'Passengers' Trailer and Poster: You’re not getting the full story

Culture

If you're going by the trailer, TV ads and posters, Chris Pratt and Jennifer Lawrence's Passengers looks like an exhilarating and romantic space romp. The premise is apparently pretty clear: Pratt and Lawrence are an intergalactic Adam and Eve. They were on a ship headed toward a new colony, but they awoke 90 years ahead of their arrival. They'll have to stop some form of imminent space danger and probably fall in love along the way. 

At least that's what we can gather from the film's promotional materials.

The only problem? This isn't exactly what happens in the movie. The actual events of the film are more sinister and troubling. The trailers seem to be lying by omission. 

[Editor's note: Major spoilers for Passengers below.]

The trailer makes it seem like Pratt and Lawrence's characters wake up around the same time under mysterious circumstances. This isn't at all how it happens. According to Entertainment Weekly's review of the film, Pratt's character Jim Preston is the first to wake up when his pod is jostled and opened as the ship passes through a meteor shower. Pratt, through various sequences, tries to solve his situation, which EW writer Chris Nashawaty likens to The Martian and Cast Away (but makes it clear, it's not as good as those.)

So where does Jennifer Lawrence come in? Pratt, faced with being awake and alone, starts to stalk a gorgeous woman (Lawrence) who's still asleep in her pod. He looks up her history on the ship's computers and, according to GeekTyrant, "becomes obsessed." Pratt then decides to wake up Lawrence's character, Aurora, "effectively giving her a death sentence along with him," as Nashawaty put it. He then pretends she woke up accidentally like him.
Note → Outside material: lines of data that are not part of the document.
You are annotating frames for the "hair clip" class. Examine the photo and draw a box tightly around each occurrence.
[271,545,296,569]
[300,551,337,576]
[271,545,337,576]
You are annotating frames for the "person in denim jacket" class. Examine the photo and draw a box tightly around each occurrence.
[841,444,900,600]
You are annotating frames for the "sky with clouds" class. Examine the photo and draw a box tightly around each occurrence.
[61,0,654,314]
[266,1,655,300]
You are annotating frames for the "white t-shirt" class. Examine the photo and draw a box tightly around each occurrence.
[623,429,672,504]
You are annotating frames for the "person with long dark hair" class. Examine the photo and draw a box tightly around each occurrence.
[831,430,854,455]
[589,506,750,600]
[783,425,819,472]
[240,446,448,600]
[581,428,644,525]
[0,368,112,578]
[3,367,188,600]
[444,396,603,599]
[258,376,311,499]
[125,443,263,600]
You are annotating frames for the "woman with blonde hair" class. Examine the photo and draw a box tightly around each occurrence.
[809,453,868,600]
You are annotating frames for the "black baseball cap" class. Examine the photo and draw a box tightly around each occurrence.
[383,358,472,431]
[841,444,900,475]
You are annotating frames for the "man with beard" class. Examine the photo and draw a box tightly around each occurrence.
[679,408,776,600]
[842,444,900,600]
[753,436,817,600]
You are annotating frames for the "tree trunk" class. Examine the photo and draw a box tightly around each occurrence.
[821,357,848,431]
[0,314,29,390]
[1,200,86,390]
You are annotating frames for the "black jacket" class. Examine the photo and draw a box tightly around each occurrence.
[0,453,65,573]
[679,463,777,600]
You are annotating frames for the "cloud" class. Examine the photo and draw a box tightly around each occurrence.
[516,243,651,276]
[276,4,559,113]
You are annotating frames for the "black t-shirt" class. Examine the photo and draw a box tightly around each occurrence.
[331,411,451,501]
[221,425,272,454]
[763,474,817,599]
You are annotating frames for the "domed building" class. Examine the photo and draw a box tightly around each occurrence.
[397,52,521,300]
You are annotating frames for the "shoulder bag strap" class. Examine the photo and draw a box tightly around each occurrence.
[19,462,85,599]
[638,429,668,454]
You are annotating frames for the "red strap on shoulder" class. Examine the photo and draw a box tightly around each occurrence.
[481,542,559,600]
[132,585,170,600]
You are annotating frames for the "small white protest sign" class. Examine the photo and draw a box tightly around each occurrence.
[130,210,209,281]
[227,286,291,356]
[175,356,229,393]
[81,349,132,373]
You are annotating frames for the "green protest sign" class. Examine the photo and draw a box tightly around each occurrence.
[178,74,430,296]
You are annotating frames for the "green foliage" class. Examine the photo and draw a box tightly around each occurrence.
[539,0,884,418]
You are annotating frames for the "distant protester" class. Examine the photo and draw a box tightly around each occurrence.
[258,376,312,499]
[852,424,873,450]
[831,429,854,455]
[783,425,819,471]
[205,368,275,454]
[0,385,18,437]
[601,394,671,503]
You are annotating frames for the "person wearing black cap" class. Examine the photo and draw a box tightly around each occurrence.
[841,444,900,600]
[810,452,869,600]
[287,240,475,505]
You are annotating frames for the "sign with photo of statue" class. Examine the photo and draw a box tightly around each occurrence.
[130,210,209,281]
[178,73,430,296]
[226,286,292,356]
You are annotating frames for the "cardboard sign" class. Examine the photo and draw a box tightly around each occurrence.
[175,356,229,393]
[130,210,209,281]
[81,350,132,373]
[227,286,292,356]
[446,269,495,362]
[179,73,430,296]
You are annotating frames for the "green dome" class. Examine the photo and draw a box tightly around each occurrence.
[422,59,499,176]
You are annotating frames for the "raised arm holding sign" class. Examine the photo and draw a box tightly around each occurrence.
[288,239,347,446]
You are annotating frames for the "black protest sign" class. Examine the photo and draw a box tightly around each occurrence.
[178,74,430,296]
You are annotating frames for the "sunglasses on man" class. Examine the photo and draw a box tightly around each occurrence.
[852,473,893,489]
The trailers and ads for the movie, whether intentionally or not, omit this facet of the story. Instead they hinge on the line "there's a reason we woke up early," which further obfuscates the truth about how Preston is a manipulative stalker and basically kidnaps Aurora for a lifetime. The poster also gives Lawrence and Pratt equal importance and placement, when we know their relationship in the movie is anything but. The SOS in morse code becomes even more fitting with that knowledge, though.
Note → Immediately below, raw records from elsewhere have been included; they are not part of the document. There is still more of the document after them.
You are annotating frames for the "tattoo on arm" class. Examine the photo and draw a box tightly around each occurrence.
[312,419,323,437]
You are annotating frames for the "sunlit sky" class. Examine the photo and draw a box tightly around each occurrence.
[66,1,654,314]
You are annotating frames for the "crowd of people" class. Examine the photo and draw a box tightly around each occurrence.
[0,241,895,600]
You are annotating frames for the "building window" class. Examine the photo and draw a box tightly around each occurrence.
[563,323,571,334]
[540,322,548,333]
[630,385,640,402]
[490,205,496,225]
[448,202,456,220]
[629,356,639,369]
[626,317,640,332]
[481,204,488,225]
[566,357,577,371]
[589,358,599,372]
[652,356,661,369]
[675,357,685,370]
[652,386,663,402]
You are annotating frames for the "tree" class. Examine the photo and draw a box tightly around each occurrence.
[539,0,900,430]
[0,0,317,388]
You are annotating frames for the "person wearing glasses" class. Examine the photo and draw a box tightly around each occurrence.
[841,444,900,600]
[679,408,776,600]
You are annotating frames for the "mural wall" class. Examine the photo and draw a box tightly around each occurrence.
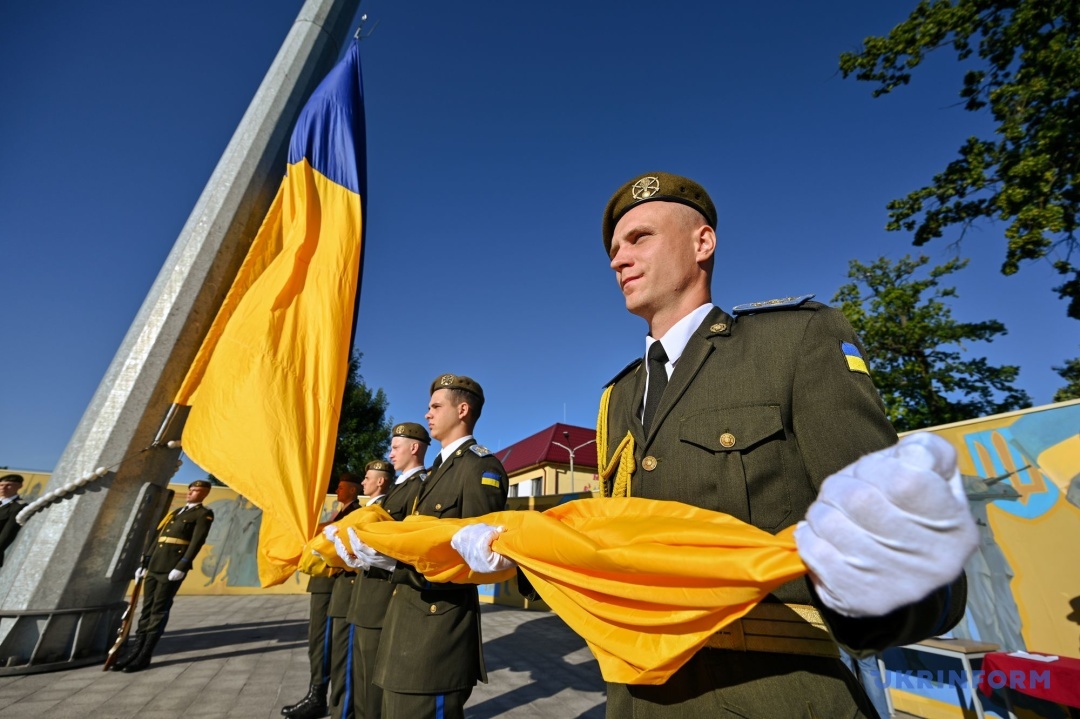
[886,399,1080,718]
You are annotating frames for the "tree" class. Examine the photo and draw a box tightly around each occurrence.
[331,351,392,480]
[840,0,1080,318]
[834,254,1031,430]
[1053,353,1080,400]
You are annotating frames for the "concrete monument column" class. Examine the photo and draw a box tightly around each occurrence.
[0,0,361,674]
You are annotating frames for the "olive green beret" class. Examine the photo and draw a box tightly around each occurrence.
[188,479,212,489]
[365,460,394,474]
[393,422,430,444]
[430,373,484,401]
[0,474,24,485]
[602,172,717,252]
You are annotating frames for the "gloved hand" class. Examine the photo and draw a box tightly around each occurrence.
[134,567,146,581]
[167,569,186,582]
[323,524,339,542]
[347,528,396,572]
[331,533,365,570]
[451,523,515,573]
[794,432,978,618]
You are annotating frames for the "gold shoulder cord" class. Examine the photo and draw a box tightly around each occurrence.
[596,384,635,498]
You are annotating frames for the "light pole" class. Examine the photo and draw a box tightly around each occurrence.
[551,430,596,494]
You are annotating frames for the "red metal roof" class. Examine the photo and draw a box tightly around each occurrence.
[493,423,598,476]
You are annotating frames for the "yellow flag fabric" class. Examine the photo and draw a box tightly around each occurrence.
[328,498,808,685]
[175,42,367,587]
[298,505,393,576]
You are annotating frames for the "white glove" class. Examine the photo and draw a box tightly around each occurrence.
[451,523,515,573]
[323,524,339,541]
[167,569,186,582]
[332,533,365,570]
[347,527,396,572]
[134,567,146,581]
[794,432,978,618]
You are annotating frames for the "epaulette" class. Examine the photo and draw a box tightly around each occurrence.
[603,358,642,388]
[732,294,816,316]
[469,444,492,457]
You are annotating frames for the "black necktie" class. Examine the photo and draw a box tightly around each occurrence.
[430,454,443,473]
[642,342,669,434]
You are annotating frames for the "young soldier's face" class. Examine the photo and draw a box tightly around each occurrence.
[389,436,412,471]
[186,485,210,503]
[426,389,462,443]
[609,201,707,321]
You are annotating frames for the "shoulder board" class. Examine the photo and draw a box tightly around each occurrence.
[469,444,492,457]
[205,509,214,519]
[603,358,642,388]
[732,294,816,316]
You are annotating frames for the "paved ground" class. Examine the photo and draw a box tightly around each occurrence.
[0,595,606,719]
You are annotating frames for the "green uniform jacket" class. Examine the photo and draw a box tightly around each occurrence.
[602,304,966,651]
[346,473,424,628]
[0,497,26,567]
[373,439,509,694]
[142,503,214,574]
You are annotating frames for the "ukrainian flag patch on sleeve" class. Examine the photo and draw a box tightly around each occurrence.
[840,341,870,375]
[481,471,502,488]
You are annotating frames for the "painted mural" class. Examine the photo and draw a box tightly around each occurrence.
[886,399,1080,719]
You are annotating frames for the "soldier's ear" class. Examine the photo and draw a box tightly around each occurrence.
[694,225,716,264]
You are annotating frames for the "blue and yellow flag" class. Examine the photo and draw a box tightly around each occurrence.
[174,40,367,587]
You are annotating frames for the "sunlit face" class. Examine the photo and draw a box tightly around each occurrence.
[0,481,20,499]
[426,388,462,443]
[337,480,359,504]
[609,201,708,321]
[389,436,413,472]
[186,485,210,504]
[362,469,389,498]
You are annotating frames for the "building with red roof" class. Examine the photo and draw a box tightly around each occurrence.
[493,423,599,497]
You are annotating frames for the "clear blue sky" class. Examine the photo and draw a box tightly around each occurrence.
[2,1,1075,484]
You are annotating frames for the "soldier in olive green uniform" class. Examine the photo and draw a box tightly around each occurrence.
[369,375,509,719]
[326,475,363,719]
[594,172,969,718]
[284,474,362,719]
[346,425,429,719]
[0,474,27,568]
[454,173,975,718]
[0,470,26,565]
[111,479,215,673]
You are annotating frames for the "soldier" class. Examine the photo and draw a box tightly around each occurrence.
[454,172,977,718]
[326,474,364,719]
[111,478,215,673]
[346,424,429,719]
[357,375,509,719]
[0,474,27,567]
[284,473,362,719]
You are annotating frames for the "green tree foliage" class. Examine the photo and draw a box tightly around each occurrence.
[840,0,1080,318]
[1053,353,1080,400]
[835,254,1031,430]
[331,351,391,480]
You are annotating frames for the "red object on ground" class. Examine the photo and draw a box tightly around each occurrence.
[978,651,1080,709]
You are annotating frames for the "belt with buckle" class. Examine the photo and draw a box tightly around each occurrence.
[704,603,839,658]
[158,537,190,546]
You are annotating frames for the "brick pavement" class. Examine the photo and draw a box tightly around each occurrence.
[0,595,606,719]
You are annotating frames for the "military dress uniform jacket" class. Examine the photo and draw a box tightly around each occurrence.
[346,474,424,629]
[143,503,214,574]
[0,497,27,567]
[373,440,509,694]
[601,304,966,651]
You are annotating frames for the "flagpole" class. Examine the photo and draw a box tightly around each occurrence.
[0,0,362,675]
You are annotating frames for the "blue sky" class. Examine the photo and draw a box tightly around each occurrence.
[2,1,1075,485]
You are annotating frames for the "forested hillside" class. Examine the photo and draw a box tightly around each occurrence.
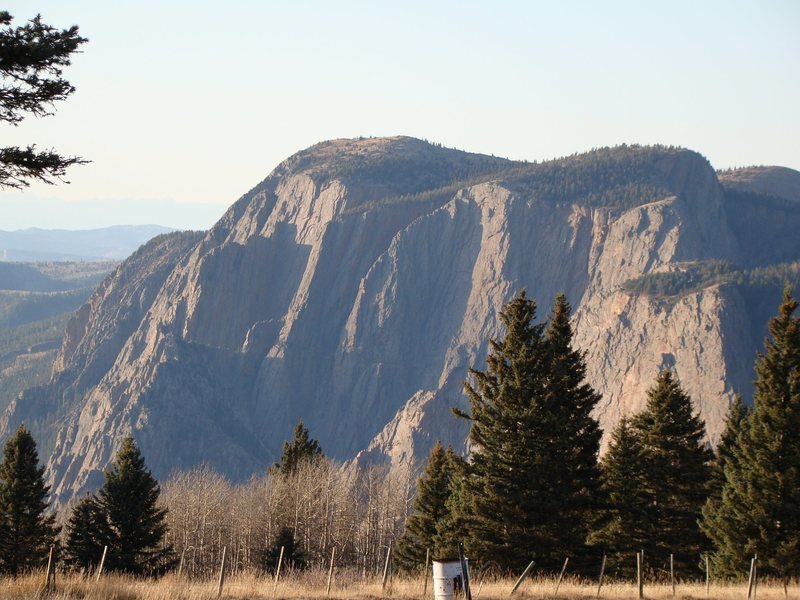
[0,261,115,414]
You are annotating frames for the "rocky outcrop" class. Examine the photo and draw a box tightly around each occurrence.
[0,231,202,473]
[2,137,798,502]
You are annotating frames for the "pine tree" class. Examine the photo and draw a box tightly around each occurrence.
[542,294,602,562]
[274,421,323,476]
[702,289,800,581]
[0,12,88,188]
[0,425,59,576]
[456,291,601,572]
[264,527,305,572]
[395,442,452,568]
[430,448,471,560]
[588,417,651,577]
[395,443,471,569]
[630,370,713,575]
[93,436,175,575]
[63,494,103,573]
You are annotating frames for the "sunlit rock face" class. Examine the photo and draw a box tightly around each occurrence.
[3,136,798,502]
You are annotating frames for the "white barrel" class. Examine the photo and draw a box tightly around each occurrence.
[432,559,467,600]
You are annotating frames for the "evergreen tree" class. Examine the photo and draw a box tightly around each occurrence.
[588,417,651,577]
[274,421,323,476]
[630,370,713,575]
[542,294,603,561]
[395,443,470,569]
[264,527,305,572]
[702,289,800,581]
[395,442,452,568]
[708,395,749,501]
[0,12,88,188]
[456,290,601,572]
[430,448,471,560]
[93,436,174,575]
[0,425,59,576]
[63,494,103,573]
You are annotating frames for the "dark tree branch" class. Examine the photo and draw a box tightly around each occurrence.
[0,12,88,188]
[0,145,88,188]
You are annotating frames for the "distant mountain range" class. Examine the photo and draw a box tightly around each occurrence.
[0,225,175,262]
[0,137,799,505]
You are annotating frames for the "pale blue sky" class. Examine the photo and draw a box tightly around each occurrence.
[2,1,798,230]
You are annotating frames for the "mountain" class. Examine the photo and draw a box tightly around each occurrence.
[1,137,799,503]
[0,225,174,262]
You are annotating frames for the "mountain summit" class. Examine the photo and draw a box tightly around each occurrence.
[2,137,799,502]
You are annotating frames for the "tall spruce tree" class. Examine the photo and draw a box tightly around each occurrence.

Many have been quick to point out what a problem this is and how it makes Pratt's character immediately unlikable and irredeemable. Rebecca Hawkes wrote about the choice for the Telegraph, saying he "deliberately condemned this woman, a fellow human being, to a horrifyingly lonely existence." Twitter users have also chimed in to call out the movie:

And it doesn't get any better from there. Hawkes explains that Passengers "forgives, softens and ultimately justifies its central act of violence." Nashawaty further dings the movie for under-developing Lawrence's character: 

It doesn't help the film's whole female-victimization vibe either that Lawrence is relegated to being a pretty helpless damsel in distress when the Avalon's systems start to fail. She's way too good of an actress to be told to look scared and shout lines like "What does that mean?!" when technical terms are thrown around, and "Jim, how do we fix this?!" while Pratt tries to win her back with his can-do heroism. She's stuck in what essentially amounts to a risable two-hour exhibit of sci-fi Stockholm Syndrome. 

How this revelation and other negative reviews (Passengers currently has a 33% rating on Rotten Tomatoes) will affect its box office totals is yet to be seen. According to the Wrap, as of Dec. 1 it was predicted to make $39 million over its first five days. We'll see when the film is released nationwide Wednesday, Dec. 21, if the hidden creep factor keeps people away.